A Personal Journal about Trying to Do the Right Thing in a Climate Emergency

by Rev. Domyo Burk

Today a report was published in the journal Bioscience, signed by 11,000 scientists from around the world, declaring “clearly and unequivocally that planet Earth is facing a climate emergency.” Today was also the 40th anniversary of the first world climate conference, where scientists “agreed that alarming trends for climate change made it urgently necessary to act.” Despite 40 years of warnings from scientists, greenhouse gas emissions are still rising rapidly, and the current report concludes, “An immense increase of scale in endeavors to conserve our biosphere is needed to avoid untold suffering due to the climate crisis.”

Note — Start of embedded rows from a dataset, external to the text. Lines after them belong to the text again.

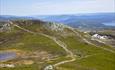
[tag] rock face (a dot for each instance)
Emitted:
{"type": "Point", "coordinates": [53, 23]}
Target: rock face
{"type": "Point", "coordinates": [99, 36]}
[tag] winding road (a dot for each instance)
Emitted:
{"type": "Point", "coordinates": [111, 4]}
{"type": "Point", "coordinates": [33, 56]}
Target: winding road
{"type": "Point", "coordinates": [60, 43]}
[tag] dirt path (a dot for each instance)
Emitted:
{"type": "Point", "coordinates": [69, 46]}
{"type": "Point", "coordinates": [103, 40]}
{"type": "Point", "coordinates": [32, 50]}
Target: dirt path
{"type": "Point", "coordinates": [60, 43]}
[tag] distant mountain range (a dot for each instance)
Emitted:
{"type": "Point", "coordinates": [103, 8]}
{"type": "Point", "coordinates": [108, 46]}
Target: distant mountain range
{"type": "Point", "coordinates": [82, 21]}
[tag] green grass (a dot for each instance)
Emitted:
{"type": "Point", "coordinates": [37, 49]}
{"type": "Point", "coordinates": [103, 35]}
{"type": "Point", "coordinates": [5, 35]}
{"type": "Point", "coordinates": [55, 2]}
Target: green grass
{"type": "Point", "coordinates": [100, 59]}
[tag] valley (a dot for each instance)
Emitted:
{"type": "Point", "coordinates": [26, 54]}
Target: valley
{"type": "Point", "coordinates": [40, 45]}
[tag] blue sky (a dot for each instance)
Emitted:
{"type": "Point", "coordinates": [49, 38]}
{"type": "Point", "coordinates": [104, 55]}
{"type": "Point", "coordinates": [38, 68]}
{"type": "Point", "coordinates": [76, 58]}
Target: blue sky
{"type": "Point", "coordinates": [54, 7]}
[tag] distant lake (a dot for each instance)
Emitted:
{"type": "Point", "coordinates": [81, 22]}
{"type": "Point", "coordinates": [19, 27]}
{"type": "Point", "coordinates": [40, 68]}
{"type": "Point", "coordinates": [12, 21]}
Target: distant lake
{"type": "Point", "coordinates": [109, 24]}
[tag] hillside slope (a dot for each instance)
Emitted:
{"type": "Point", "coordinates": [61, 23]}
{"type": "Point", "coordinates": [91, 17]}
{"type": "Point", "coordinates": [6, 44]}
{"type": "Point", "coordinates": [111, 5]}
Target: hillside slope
{"type": "Point", "coordinates": [44, 45]}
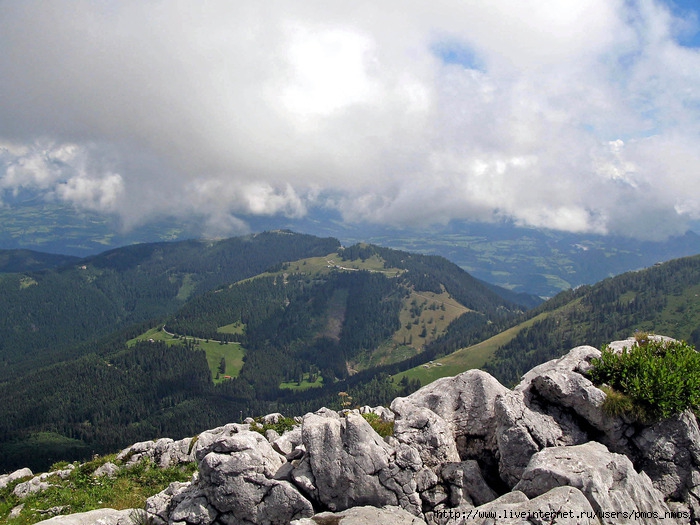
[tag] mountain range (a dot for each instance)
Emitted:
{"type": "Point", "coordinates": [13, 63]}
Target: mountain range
{"type": "Point", "coordinates": [170, 338]}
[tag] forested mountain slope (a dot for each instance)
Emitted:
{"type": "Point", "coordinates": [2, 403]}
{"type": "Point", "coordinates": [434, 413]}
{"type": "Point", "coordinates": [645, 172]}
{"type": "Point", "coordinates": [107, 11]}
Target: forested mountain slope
{"type": "Point", "coordinates": [15, 261]}
{"type": "Point", "coordinates": [339, 318]}
{"type": "Point", "coordinates": [663, 299]}
{"type": "Point", "coordinates": [44, 315]}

Forty years we’ve been ignoring the warnings about climate change… and still I find myself saying things like, “I believe we’re in a climate emergency.” Because we all check out the evidence and make up our minds, right? At some point we feel the evidence is strong enough and we become convinced. But then other people express skepticism, and point out past predictions that didn’t come true. Once upon a time, back in the seventies or so, experts were worried the world’s population would keep increasing exponentially and all hell would break loose with mass starvation and whatnot. However, although our global population has increased steadily, in many areas of the world, fertility rates have declined below replacement rates. If the scientists were so wrong about catastrophic overpopulation, they’re probably wrong about this, too. Right?

A couple days ago, I sent an email to a list I belong to for Zen priests and teachers. I asked if people were finding ways to address the ecological and climate crisis as Zen teachers – particularly whether anyone had found skillful ways to motivate their Sanghas – congregations – to take action. I suggested interested folks might get together for an online video discussion about this topic at some point. A good fifteen people or so responded that they were interested in further conversation.

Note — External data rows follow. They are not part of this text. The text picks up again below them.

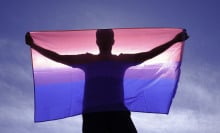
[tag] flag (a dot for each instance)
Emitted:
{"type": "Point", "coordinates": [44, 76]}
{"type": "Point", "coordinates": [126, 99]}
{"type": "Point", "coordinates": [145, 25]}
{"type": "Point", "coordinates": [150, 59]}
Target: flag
{"type": "Point", "coordinates": [148, 87]}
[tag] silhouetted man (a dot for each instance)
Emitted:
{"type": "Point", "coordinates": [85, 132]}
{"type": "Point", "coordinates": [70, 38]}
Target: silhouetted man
{"type": "Point", "coordinates": [103, 106]}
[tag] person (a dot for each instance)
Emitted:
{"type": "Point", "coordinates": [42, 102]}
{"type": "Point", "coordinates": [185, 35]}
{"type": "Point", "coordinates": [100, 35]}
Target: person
{"type": "Point", "coordinates": [103, 104]}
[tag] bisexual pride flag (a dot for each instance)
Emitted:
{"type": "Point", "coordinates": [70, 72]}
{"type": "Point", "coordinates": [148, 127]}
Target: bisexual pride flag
{"type": "Point", "coordinates": [149, 87]}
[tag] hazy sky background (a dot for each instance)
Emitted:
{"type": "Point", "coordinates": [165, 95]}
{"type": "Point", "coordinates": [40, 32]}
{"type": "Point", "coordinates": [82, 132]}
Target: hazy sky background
{"type": "Point", "coordinates": [196, 106]}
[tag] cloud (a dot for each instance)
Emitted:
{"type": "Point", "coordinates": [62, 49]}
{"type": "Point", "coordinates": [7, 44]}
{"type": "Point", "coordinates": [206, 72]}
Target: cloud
{"type": "Point", "coordinates": [195, 108]}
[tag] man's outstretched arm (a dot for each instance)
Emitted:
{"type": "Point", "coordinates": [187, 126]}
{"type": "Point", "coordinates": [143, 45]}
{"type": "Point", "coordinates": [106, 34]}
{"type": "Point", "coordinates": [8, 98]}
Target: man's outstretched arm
{"type": "Point", "coordinates": [64, 59]}
{"type": "Point", "coordinates": [141, 57]}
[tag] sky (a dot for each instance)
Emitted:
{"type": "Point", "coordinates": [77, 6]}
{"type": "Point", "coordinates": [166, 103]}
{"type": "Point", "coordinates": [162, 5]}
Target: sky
{"type": "Point", "coordinates": [195, 108]}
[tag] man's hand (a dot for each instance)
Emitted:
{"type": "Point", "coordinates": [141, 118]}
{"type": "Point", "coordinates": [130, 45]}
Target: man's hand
{"type": "Point", "coordinates": [182, 36]}
{"type": "Point", "coordinates": [28, 39]}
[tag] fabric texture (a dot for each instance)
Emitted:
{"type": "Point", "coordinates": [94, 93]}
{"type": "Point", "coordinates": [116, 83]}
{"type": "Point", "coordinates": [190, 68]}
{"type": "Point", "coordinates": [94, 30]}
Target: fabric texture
{"type": "Point", "coordinates": [148, 87]}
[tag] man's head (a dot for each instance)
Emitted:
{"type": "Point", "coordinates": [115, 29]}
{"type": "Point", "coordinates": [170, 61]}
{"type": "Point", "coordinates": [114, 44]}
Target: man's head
{"type": "Point", "coordinates": [105, 39]}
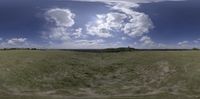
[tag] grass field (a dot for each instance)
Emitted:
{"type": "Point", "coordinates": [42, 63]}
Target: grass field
{"type": "Point", "coordinates": [137, 73]}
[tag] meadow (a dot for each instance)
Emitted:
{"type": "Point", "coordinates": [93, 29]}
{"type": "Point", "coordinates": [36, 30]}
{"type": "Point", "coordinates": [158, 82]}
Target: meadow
{"type": "Point", "coordinates": [131, 75]}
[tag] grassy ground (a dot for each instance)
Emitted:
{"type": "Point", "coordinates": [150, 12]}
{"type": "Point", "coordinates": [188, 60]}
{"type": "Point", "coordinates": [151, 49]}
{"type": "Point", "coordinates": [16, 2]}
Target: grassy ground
{"type": "Point", "coordinates": [100, 74]}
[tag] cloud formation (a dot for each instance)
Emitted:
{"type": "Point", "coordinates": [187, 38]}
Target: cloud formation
{"type": "Point", "coordinates": [105, 24]}
{"type": "Point", "coordinates": [63, 20]}
{"type": "Point", "coordinates": [62, 17]}
{"type": "Point", "coordinates": [17, 41]}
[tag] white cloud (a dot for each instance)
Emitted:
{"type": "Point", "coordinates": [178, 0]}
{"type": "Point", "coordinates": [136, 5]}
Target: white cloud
{"type": "Point", "coordinates": [17, 41]}
{"type": "Point", "coordinates": [62, 17]}
{"type": "Point", "coordinates": [146, 41]}
{"type": "Point", "coordinates": [127, 1]}
{"type": "Point", "coordinates": [183, 44]}
{"type": "Point", "coordinates": [64, 21]}
{"type": "Point", "coordinates": [105, 24]}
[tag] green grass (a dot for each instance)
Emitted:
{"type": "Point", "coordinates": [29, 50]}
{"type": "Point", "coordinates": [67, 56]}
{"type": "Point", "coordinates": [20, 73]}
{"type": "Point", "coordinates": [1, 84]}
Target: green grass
{"type": "Point", "coordinates": [100, 74]}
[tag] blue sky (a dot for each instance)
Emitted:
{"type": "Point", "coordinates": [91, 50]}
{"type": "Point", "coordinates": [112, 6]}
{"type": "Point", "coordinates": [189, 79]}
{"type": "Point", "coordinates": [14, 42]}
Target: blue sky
{"type": "Point", "coordinates": [86, 24]}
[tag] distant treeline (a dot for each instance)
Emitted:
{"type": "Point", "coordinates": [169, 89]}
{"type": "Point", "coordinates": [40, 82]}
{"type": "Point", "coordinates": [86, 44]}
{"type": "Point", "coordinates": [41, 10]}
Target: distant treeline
{"type": "Point", "coordinates": [120, 49]}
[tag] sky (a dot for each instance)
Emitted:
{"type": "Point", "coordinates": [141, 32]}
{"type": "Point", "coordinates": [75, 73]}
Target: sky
{"type": "Point", "coordinates": [88, 24]}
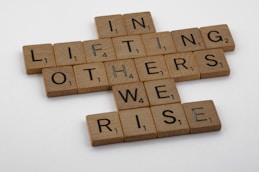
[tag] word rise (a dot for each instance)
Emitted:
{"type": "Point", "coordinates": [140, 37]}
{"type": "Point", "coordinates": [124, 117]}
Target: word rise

But someone, a Zen teacher I don’t know, responded with one, short line: “The climate crisis is an illusion.”

My one-line response to him was, “I hope so. I really do.”

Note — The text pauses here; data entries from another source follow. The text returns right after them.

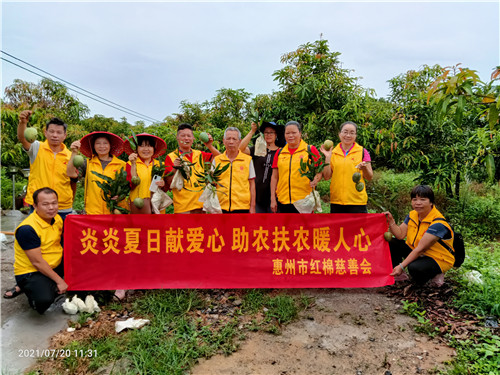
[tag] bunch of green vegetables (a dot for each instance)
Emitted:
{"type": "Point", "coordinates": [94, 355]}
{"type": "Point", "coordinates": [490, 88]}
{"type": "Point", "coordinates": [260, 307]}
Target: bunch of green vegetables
{"type": "Point", "coordinates": [158, 170]}
{"type": "Point", "coordinates": [311, 167]}
{"type": "Point", "coordinates": [210, 175]}
{"type": "Point", "coordinates": [185, 167]}
{"type": "Point", "coordinates": [114, 190]}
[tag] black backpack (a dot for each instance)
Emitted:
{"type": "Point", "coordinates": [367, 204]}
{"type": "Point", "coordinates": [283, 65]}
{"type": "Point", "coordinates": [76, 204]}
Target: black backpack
{"type": "Point", "coordinates": [458, 250]}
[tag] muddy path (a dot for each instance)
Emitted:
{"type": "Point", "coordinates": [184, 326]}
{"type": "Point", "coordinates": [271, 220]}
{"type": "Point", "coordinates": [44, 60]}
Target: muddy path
{"type": "Point", "coordinates": [346, 331]}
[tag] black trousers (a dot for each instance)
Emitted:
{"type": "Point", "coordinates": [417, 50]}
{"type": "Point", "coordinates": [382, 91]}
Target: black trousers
{"type": "Point", "coordinates": [421, 270]}
{"type": "Point", "coordinates": [287, 209]}
{"type": "Point", "coordinates": [348, 209]}
{"type": "Point", "coordinates": [40, 289]}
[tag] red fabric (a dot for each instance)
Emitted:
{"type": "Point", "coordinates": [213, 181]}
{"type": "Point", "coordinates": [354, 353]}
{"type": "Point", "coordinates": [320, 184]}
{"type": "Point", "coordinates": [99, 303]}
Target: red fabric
{"type": "Point", "coordinates": [107, 252]}
{"type": "Point", "coordinates": [169, 163]}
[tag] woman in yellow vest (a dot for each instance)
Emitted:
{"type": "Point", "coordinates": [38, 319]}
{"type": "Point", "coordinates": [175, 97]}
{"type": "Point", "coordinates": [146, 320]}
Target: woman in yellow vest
{"type": "Point", "coordinates": [102, 149]}
{"type": "Point", "coordinates": [428, 251]}
{"type": "Point", "coordinates": [287, 185]}
{"type": "Point", "coordinates": [140, 164]}
{"type": "Point", "coordinates": [346, 159]}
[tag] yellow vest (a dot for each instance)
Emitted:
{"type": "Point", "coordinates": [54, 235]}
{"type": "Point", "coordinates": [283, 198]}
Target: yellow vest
{"type": "Point", "coordinates": [235, 193]}
{"type": "Point", "coordinates": [186, 200]}
{"type": "Point", "coordinates": [291, 185]}
{"type": "Point", "coordinates": [144, 173]}
{"type": "Point", "coordinates": [50, 238]}
{"type": "Point", "coordinates": [437, 251]}
{"type": "Point", "coordinates": [94, 203]}
{"type": "Point", "coordinates": [342, 187]}
{"type": "Point", "coordinates": [49, 170]}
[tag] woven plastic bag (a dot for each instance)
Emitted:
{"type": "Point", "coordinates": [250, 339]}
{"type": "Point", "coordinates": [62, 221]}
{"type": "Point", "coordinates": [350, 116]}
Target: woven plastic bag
{"type": "Point", "coordinates": [160, 201]}
{"type": "Point", "coordinates": [260, 146]}
{"type": "Point", "coordinates": [210, 200]}
{"type": "Point", "coordinates": [309, 204]}
{"type": "Point", "coordinates": [177, 181]}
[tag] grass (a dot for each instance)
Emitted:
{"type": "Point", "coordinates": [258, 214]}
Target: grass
{"type": "Point", "coordinates": [177, 335]}
{"type": "Point", "coordinates": [483, 298]}
{"type": "Point", "coordinates": [480, 353]}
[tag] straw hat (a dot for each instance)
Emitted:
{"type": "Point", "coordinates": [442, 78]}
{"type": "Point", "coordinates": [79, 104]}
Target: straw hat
{"type": "Point", "coordinates": [160, 145]}
{"type": "Point", "coordinates": [116, 143]}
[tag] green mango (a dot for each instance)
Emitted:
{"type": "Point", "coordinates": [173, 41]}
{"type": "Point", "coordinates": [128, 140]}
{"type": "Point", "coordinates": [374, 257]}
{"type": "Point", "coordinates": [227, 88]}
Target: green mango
{"type": "Point", "coordinates": [30, 134]}
{"type": "Point", "coordinates": [78, 161]}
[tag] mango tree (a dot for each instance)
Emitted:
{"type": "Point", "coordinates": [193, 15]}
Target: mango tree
{"type": "Point", "coordinates": [458, 89]}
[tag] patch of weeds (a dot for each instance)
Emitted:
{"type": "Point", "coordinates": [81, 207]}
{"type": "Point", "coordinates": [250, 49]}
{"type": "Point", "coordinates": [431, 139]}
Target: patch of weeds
{"type": "Point", "coordinates": [306, 301]}
{"type": "Point", "coordinates": [114, 306]}
{"type": "Point", "coordinates": [254, 300]}
{"type": "Point", "coordinates": [479, 280]}
{"type": "Point", "coordinates": [84, 316]}
{"type": "Point", "coordinates": [282, 308]}
{"type": "Point", "coordinates": [479, 355]}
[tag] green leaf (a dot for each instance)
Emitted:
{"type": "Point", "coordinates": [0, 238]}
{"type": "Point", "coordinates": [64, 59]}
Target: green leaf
{"type": "Point", "coordinates": [493, 116]}
{"type": "Point", "coordinates": [101, 176]}
{"type": "Point", "coordinates": [490, 167]}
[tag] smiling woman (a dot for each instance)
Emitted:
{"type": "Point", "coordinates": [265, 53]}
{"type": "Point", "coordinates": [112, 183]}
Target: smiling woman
{"type": "Point", "coordinates": [428, 251]}
{"type": "Point", "coordinates": [349, 166]}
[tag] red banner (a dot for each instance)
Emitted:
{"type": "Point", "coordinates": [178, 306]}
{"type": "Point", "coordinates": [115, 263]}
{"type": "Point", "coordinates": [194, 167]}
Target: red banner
{"type": "Point", "coordinates": [106, 252]}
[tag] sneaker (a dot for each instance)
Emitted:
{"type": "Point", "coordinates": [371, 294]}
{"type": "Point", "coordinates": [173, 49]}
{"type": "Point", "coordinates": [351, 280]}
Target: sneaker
{"type": "Point", "coordinates": [437, 280]}
{"type": "Point", "coordinates": [402, 277]}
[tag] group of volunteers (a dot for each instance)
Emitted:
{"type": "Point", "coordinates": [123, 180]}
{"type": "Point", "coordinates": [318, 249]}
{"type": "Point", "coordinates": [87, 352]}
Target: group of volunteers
{"type": "Point", "coordinates": [266, 181]}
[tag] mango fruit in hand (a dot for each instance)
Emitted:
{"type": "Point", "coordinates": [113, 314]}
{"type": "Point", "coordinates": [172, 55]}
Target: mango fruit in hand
{"type": "Point", "coordinates": [30, 134]}
{"type": "Point", "coordinates": [328, 145]}
{"type": "Point", "coordinates": [78, 161]}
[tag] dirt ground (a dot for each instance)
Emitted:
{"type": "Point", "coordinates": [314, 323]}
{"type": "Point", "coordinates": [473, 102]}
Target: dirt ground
{"type": "Point", "coordinates": [347, 331]}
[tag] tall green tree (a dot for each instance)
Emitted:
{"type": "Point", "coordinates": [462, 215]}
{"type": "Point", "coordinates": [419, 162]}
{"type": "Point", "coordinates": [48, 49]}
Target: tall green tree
{"type": "Point", "coordinates": [316, 90]}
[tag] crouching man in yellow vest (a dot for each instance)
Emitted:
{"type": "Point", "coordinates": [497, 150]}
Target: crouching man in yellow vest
{"type": "Point", "coordinates": [38, 255]}
{"type": "Point", "coordinates": [237, 194]}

Oh, how I want to believe this is all an illusion, that 11,000 scientists are wrong and just jumping on some crazy bandwagon. How I would love to return to my life-as-usual, content to write about Zen and love my Sangha members and dogs, and grow native plants in my backyard. How I hope future generations look back and chuckle at our mass hysteria.

I haven’t been quick to come around to concern about climate change, let alone develop a sense of urgency about it. I never even watched All Gore’s An Inconvenient Truth when it came out in 2006. I’ve been gradually converted by an unrelenting stream of awful news about the state of our biosphere. Occasionally I still think, “Maybe the scientists are wrong. Maybe it’s not all that bad.” But what if it is?